The decision, announced Friday, to award Obama the peace prize has drawn widespread astonishment. While past recipients like Al Gore praised the move, even Obama said upon learning of the award that he did not deserve it. "Surprised and deeply humbled," he said he would nevertheless travel to Oslo in December to accept the honor.
But some analysts said the president should have rejected the award outright, and thrashed the committee for in their view prematurely honoring the president.
"It's not clear to me (the committee) speaks for the world. It speaks for five Norwegians," The Weekly Standard's Bill Kristol said on "FOX News Sunday." "This is an anti-American committee."
The Nobel committee said that its decision to honor the president was motivated by Obama's initiatives to reduce nuclear arms, ease tensions with the Muslim world and stress diplomacy and cooperation rather than unilateralism. Critics of the decision, though, took it as a slap at past U.S. military action.
"I think (Obama) should have refused it, respectfully. But I think the second-best thing would be to go over and give a pro-American speech," Kristol said.
Liz Cheney, daughter of former Vice President Dick Cheney, said for the president to go to Oslo would "sort of add to the farce." She said Obama should send the mother of a fallen U.S. soldier to accept the prize on behalf of the U.S. military, "to send the message to remind the Nobel committee that each one of them sleeps soundly at night ... because the U.S. military is the greatest peacekeeping force in the world today."
Conservative columnist George Will said the Nobel committee essentially awarded Obama for "values and attitudes shared by a majority of the world's population."

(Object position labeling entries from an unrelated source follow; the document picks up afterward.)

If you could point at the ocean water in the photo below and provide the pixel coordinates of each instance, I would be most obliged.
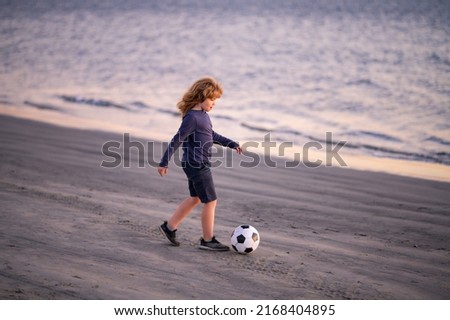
(374, 73)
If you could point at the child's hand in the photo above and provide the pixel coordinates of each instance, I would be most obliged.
(162, 171)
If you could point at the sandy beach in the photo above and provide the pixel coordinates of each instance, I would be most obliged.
(70, 229)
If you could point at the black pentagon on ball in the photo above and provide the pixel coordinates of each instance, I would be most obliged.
(240, 238)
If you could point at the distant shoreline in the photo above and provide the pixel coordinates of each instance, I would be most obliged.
(408, 168)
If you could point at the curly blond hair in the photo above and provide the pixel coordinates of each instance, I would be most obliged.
(201, 90)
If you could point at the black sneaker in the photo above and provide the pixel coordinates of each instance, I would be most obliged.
(171, 235)
(212, 245)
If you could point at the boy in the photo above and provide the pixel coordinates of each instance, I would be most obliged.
(197, 137)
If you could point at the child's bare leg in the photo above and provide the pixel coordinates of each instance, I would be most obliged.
(182, 211)
(208, 214)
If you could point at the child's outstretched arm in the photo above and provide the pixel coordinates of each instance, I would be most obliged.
(224, 141)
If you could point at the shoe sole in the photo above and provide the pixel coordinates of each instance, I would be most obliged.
(212, 249)
(176, 244)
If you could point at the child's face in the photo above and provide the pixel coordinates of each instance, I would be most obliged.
(208, 104)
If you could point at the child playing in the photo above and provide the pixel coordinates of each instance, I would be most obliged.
(197, 136)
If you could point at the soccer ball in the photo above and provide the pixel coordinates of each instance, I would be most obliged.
(245, 239)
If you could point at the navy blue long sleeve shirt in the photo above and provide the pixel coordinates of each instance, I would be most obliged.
(197, 136)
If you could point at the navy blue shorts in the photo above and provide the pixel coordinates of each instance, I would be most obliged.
(200, 181)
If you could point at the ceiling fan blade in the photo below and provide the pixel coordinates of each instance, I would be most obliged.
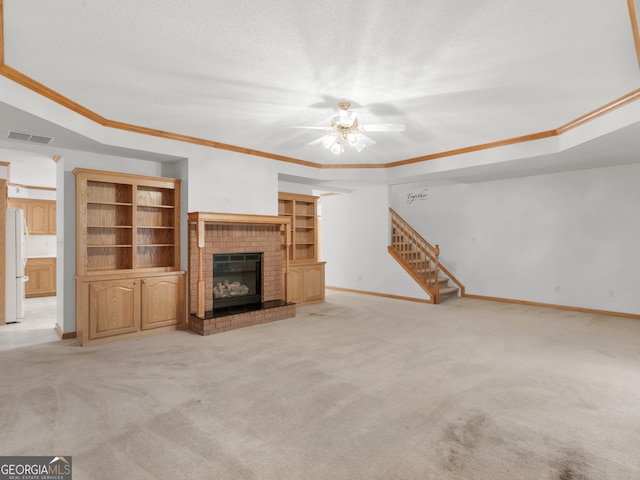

"The Nobel Prize committee would with this decision have forfeited its reputation for seriousness if it had a reputation for seriousness," he said on ABC's "This Week."
Some Republicans, like Sen. John McCain, were more reserved in their reaction, simply congratulating Obama for winning the high honor.
"I can't divine all their intentions -- but I think part of their decision-making was expectations, and I'm sure the president understands that he now has even more to live up to," McCain said on CNN's "State of the Union." "But as Americans, we're proud when our president receives an award of that prestigious category."
NPR's Juan Williams said that while Obama has not yet "earned it at this juncture," it's hardly an insult to America.
Democratic strategist Donna Brazile said Obama earned the award by moving to close the Guantanamo Bay detention center and CIA prisons.
But Bob Schieffer, host of CBS' "Face the Nation," said in his brief editorial commentary Sunday that the committee may have done Obama a disservice.
"I would guess no one at the White House was praying for the president to win the Nobel just yet, not because they're selfless humble souls whose only goal is to help humanity but because they are very good professional politicians who would know better than most of us that an undeserved accolade has a high probability of backfire," he said. "I generally agree with the president's approach on foreign policy, but the Nobel Committee did him no favors by giving him the award before he had anything to show for his efforts. ... What the Nobel Committee has managed to change -- and I am sorry to say it -- is the way we look on the prize."